Hospitals making films and shows: Consent is complex
Description of Hospitals making films and shows: Consent is complex
HBO’s One South: Portrait of a Psych Unit, Netflix’s Lenox Hill, and National Geographic’s The First Wave were all filmed in hospitals run by Northwell Health — the largest health care system in New York that’s launching its own film and TV production studio.
The medical genre on big and small screens has gained massive popularity over the past few years, so it’s unsurprising that Northwell Health wants some of the revenue, editorial control, and branding opportunities, says Alex Weprin, who covers media and business for The Hollywood Reporter.
Consent is tricky when it comes to graphic surgical scenes, he explains, and producers must triple-check that on-camera patients, doctors, and other hospital professionals have given explicit permission.
“There may be a limited release where maybe they agree to be interviewed, but their private medical information cannot be shown. And there have actually been lawsuits brought by the Department of Health and Human Services when some of these shows have violated those agreements. So it is a really complicated thing.”

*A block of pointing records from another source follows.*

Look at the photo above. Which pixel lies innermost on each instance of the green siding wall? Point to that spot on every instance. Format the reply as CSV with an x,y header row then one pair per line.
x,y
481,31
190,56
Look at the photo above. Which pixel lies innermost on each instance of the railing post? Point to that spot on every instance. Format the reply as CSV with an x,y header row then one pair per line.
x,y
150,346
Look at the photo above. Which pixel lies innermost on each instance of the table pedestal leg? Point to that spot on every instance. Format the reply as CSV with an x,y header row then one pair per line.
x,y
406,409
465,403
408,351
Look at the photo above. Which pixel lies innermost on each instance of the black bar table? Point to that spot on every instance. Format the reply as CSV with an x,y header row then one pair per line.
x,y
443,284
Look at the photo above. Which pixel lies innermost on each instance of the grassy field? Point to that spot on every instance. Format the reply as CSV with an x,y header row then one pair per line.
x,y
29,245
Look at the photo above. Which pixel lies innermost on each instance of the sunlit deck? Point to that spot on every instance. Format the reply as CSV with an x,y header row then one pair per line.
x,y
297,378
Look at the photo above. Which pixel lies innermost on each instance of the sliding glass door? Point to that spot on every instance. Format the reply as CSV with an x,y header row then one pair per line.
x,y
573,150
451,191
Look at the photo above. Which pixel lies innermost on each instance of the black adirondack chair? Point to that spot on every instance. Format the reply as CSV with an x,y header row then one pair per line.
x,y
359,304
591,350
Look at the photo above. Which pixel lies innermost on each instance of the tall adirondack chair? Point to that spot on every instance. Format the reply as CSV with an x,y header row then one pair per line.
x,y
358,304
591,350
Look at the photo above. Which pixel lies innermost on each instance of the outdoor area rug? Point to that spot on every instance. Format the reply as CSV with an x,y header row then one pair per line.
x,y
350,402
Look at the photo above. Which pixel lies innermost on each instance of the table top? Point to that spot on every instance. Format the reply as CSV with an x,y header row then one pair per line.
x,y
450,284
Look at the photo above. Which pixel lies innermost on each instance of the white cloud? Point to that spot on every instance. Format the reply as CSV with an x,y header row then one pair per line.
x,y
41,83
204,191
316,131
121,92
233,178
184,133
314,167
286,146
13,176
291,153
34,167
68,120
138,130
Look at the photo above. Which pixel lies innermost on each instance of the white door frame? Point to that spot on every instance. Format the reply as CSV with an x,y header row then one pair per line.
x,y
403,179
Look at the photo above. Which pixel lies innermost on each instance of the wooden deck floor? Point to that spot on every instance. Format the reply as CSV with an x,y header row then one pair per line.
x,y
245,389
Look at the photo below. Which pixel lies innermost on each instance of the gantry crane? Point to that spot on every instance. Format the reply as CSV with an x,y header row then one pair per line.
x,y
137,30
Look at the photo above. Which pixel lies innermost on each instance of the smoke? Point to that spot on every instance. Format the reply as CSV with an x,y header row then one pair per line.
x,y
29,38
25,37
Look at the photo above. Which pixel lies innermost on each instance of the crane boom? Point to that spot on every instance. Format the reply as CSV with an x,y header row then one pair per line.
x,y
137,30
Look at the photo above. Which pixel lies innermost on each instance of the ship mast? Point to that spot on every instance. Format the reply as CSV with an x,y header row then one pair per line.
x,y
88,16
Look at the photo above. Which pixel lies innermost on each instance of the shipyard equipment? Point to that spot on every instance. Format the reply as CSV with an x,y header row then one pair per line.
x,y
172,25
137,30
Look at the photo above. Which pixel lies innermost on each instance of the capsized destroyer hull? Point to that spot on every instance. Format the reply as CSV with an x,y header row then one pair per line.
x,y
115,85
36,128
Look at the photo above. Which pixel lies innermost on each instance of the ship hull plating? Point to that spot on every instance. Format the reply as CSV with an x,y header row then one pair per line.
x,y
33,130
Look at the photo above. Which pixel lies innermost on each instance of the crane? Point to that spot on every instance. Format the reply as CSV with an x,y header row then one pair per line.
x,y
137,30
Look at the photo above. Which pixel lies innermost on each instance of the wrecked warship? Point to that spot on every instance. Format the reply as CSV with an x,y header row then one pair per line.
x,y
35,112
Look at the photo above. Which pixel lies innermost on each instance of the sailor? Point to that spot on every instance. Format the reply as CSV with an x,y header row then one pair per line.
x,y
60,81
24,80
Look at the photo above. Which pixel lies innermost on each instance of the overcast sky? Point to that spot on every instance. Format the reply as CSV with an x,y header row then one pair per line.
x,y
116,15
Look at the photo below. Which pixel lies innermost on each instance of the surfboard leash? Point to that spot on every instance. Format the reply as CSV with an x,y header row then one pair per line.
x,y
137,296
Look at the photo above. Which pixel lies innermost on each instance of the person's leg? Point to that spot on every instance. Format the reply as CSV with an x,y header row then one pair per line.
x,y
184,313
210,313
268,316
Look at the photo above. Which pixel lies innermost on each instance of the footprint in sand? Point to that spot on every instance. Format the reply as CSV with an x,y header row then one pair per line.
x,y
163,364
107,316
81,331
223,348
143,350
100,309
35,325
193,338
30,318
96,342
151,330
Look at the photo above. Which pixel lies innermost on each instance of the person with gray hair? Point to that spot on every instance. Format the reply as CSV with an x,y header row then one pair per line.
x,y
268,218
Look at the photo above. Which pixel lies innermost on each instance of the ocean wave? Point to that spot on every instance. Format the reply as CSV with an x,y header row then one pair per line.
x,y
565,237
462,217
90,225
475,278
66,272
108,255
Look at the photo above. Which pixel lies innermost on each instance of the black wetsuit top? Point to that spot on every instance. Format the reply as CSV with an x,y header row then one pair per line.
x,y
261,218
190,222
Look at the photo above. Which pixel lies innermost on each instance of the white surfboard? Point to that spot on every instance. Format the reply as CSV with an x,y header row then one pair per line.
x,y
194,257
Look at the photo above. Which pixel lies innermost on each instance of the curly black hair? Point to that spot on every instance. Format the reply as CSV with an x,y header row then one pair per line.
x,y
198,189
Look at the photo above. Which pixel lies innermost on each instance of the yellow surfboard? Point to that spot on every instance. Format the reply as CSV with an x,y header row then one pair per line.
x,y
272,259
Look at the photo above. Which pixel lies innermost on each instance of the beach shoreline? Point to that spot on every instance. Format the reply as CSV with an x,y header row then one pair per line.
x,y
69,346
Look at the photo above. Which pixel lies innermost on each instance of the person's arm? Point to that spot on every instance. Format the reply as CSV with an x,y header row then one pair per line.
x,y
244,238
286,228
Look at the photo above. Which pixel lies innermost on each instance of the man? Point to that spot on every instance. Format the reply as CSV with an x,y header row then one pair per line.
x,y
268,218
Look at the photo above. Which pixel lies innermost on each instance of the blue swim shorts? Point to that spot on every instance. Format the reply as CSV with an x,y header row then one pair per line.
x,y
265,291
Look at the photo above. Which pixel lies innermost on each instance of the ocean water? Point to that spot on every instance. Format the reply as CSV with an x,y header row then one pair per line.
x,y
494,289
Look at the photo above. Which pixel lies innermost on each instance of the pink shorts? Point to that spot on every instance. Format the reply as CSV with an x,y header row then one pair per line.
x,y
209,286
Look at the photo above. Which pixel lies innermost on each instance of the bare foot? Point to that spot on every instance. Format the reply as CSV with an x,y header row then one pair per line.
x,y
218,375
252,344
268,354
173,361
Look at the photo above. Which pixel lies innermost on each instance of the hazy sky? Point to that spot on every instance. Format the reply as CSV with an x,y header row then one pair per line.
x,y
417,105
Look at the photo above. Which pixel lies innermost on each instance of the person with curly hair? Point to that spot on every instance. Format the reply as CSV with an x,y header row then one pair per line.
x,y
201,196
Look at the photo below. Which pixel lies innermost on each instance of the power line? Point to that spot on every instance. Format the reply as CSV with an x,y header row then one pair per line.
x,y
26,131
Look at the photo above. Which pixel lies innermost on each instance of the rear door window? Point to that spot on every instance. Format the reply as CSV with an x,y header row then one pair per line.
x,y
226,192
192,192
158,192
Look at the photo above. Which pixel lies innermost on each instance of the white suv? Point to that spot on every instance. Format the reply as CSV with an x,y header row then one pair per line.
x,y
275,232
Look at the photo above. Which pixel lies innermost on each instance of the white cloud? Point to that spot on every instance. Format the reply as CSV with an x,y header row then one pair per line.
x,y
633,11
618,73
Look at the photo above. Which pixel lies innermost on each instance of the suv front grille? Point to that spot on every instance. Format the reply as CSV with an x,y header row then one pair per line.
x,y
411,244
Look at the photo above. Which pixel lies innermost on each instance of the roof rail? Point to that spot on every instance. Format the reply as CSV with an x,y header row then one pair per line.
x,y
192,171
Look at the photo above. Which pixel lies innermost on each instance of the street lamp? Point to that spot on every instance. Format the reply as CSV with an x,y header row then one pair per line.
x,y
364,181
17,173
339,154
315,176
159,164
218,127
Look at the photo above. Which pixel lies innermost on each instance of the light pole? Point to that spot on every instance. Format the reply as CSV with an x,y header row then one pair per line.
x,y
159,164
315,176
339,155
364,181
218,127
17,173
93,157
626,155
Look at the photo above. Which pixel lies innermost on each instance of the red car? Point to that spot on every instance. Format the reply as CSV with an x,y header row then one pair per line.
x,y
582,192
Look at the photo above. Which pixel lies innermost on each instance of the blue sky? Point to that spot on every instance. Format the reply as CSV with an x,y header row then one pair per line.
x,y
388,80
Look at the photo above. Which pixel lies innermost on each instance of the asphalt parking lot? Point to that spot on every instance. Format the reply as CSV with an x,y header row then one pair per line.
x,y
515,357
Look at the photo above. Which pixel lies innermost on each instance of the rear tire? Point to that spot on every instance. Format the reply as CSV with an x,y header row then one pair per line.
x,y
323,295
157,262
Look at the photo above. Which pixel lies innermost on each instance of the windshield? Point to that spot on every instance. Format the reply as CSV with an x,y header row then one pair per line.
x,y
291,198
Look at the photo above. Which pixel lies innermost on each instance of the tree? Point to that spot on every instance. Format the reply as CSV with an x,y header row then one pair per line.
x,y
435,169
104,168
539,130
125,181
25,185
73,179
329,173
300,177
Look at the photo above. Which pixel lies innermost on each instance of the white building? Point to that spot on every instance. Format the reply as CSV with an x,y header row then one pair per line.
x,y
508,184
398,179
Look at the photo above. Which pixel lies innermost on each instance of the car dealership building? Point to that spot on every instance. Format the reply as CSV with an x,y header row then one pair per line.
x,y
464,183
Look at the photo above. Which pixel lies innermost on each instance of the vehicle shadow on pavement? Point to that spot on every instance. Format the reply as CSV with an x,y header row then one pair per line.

As for the mechanics of shooting, cameras have gotten smaller and higher quality, and there’s no elaborate setup with lots of lights and cables, Weprin says. Producers work on the fly and within the constraints of the hospitals, which aren’t built for Hollywood gear.
Doctors and nurses have mixed feelings about these films, documentaries, and TV series. “They want to focus on providing medical care, and having a camera crew there, even if they are professional, it can be distracting. It can interfere with that. There are probably others … where the publicity of getting out in front of the camera, maybe they think it could be beneficial for their careers.”
This production goes beyond New York as well. “The fact that the medical documentary genre is so popular on a lot of these streaming platforms, [it] does make me think that you're going to see more of them across the country and other hospitals and in rural hospitals, in hospitals in smaller cities. It just makes sense that there's a lot of different ways to approach this,” Weprin says.